Sadly those blinded by being Mac fans will disagree and see it an absolutely necessary upgrade - and though I'm not saying I won't upgrade eventually, right now I'm just failing to see the media fuss.

Tuesday 28th August, 2007

Exception handling the bad way

One of the things I've had to battle with quite a bit over the past three years both here at work and back at uni was getting people out of the habits of just catching and ignoring exceptions.

Rob Walling put up a good post today giving examples, and partially showing why ignoring exceptions is such a bad idea. It's summarised as this though:

Rule #1: If you can't add helpful information to an error message, don't catch the exception.
...
Rule #2: If you catch an exception, log it.
...[source]


For the sanity of all programmers you'll ever have to work with, please adhere to these two simple pieces of advice :)

Saturday 25th August, 2007

Not surprisingly, cracking that ISP filter aint that hard.

Digg this
This is exactly why
a) Our government shouldn't be allowed to make IT spending decisions
b) Trying to censor what people see is just BS.

http://www.news.com.au/story/0,23599...

30 minutes to bypass the filter, 40 minutes to get past the 'fix'... and I'll bet this is just an average person/noob :)

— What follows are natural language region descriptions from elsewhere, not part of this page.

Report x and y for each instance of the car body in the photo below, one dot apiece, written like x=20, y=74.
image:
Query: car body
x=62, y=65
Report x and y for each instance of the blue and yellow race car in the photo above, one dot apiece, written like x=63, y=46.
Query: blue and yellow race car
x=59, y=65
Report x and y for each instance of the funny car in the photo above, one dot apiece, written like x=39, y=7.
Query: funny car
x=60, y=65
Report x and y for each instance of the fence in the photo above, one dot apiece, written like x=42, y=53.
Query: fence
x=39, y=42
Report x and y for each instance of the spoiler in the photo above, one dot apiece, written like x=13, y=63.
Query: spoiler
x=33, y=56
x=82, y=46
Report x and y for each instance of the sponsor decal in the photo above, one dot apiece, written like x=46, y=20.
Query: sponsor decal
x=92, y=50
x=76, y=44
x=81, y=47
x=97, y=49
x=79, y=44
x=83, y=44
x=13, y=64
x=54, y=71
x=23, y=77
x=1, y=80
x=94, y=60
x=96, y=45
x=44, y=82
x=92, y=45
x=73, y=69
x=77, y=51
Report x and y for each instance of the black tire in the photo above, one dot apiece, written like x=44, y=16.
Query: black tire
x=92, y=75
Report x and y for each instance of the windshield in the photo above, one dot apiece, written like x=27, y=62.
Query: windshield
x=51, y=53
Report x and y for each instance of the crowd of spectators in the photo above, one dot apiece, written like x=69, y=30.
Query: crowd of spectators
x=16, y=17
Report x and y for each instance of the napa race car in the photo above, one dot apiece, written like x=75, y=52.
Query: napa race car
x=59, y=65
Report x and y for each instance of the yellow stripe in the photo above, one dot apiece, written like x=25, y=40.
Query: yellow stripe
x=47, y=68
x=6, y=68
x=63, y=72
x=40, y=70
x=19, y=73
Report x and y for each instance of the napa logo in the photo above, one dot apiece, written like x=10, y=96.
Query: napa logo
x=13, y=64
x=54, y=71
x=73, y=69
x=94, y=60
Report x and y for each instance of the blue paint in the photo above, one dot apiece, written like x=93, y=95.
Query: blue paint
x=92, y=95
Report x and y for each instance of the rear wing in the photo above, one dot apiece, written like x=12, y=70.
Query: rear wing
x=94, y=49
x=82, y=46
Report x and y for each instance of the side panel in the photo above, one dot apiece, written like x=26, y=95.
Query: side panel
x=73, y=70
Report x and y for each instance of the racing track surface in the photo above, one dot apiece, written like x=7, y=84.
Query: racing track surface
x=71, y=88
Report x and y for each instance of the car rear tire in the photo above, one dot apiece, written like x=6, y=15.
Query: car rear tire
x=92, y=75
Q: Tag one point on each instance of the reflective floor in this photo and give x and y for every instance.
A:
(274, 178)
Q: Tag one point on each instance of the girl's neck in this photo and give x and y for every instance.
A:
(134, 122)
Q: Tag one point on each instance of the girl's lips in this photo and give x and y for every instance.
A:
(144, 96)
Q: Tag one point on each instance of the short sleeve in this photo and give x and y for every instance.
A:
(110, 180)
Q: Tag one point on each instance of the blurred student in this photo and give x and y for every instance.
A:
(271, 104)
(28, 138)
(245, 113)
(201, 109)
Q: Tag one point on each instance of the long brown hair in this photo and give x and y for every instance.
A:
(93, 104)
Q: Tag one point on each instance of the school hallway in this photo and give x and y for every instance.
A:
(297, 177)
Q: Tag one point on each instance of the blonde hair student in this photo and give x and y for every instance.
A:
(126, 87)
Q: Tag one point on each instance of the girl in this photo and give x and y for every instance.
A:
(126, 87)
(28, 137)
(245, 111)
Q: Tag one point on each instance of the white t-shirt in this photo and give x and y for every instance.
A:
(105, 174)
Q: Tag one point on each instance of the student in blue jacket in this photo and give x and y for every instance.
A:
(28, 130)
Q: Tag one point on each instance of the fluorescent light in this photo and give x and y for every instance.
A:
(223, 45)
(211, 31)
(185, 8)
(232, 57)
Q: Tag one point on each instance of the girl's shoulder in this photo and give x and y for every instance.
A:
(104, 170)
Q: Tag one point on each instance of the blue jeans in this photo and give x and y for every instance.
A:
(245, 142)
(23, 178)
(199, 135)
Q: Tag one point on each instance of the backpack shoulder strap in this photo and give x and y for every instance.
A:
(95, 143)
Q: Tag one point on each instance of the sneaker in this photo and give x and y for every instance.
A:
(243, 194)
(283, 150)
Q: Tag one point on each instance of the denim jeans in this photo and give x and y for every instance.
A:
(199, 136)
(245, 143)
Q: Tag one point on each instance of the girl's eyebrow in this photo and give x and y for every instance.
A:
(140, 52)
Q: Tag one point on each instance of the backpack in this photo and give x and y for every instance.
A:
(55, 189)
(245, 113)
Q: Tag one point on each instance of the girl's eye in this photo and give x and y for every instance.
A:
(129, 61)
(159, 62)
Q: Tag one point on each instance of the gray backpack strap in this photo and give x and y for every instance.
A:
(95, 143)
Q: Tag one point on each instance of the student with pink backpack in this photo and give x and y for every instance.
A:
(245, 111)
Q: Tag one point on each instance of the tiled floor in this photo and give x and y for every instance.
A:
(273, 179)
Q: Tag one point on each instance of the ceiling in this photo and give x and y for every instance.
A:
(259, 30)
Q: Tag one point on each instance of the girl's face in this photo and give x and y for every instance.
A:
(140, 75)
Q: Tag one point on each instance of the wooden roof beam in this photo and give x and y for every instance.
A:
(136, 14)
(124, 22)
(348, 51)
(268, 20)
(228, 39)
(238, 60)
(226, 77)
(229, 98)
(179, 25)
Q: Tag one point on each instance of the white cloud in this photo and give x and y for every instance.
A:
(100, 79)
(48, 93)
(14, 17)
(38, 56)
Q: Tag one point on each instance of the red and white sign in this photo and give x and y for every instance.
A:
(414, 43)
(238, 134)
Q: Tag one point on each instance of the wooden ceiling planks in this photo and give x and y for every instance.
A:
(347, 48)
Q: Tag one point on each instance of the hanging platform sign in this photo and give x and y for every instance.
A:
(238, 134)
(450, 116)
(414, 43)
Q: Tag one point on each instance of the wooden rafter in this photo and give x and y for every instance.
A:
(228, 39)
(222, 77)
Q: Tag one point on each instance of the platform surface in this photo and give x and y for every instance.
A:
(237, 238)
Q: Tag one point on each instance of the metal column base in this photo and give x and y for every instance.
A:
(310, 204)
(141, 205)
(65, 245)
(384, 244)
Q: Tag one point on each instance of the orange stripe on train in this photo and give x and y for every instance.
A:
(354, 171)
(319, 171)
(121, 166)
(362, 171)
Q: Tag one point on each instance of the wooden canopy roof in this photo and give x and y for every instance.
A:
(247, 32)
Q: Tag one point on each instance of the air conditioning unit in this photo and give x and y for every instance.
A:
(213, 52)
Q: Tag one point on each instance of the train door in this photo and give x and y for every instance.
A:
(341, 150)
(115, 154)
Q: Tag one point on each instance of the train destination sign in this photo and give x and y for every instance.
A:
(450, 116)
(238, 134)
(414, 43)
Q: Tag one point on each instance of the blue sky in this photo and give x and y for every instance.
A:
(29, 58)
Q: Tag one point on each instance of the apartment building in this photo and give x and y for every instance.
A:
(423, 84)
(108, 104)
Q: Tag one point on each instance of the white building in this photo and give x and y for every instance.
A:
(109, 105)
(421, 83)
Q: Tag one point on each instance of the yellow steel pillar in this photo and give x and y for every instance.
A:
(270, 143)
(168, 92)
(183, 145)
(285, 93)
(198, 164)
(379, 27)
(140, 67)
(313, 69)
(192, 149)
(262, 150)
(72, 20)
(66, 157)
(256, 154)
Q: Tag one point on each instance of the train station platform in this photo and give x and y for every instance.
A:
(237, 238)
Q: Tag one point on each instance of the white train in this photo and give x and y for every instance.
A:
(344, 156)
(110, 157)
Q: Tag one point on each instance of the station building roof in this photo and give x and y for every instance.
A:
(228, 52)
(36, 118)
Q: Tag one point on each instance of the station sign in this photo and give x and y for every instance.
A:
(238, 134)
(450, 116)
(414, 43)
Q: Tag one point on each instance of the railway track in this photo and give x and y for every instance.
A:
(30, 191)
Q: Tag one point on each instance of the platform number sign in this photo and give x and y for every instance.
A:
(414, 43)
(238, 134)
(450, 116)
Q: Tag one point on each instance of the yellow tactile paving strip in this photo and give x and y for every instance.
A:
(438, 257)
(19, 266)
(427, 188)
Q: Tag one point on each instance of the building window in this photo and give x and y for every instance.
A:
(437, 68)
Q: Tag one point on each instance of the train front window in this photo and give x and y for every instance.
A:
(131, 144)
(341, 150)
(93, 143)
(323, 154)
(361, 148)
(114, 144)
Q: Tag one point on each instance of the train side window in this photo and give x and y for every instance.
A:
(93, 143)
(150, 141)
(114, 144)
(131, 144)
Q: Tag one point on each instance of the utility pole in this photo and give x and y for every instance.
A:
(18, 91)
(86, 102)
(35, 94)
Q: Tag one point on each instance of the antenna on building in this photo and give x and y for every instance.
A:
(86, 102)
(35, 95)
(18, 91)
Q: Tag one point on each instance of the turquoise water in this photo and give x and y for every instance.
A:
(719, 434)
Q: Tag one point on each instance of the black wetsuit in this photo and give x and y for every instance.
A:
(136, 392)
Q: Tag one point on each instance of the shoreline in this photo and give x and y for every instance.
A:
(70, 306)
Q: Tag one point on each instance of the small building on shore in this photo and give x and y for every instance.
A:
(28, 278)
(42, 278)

But clearly having our own Great Firewall of China equivelant in Australia is seen by our pollies as a 'good idea' :/

Thursday 23rd August, 2007

Glassfish lives

Seven reinstalls and setups later, I've finally managed to get glassfish working with our platform here - but there's two problems.

The first is that for some reason, after getting it working, it completely breaks the asadmin control panel, so I have to hand-edit any settings in the config file.
But the most disturbing problem is that I don't know what I did differently this time to ensure that it works! As far as I'm aware, I did everyone as close to how it had been set up every other time, yet every other time ended up failing to start or having some other problem and just generally not working! ;/

Anyhow, clearly some things with Flash Remoting and Glassfish don't want to play nice together. But at least they do actually work.
(Hint: don't use flashgateway.ear - extract it as a jar instead and put the mappings in your own web.xml).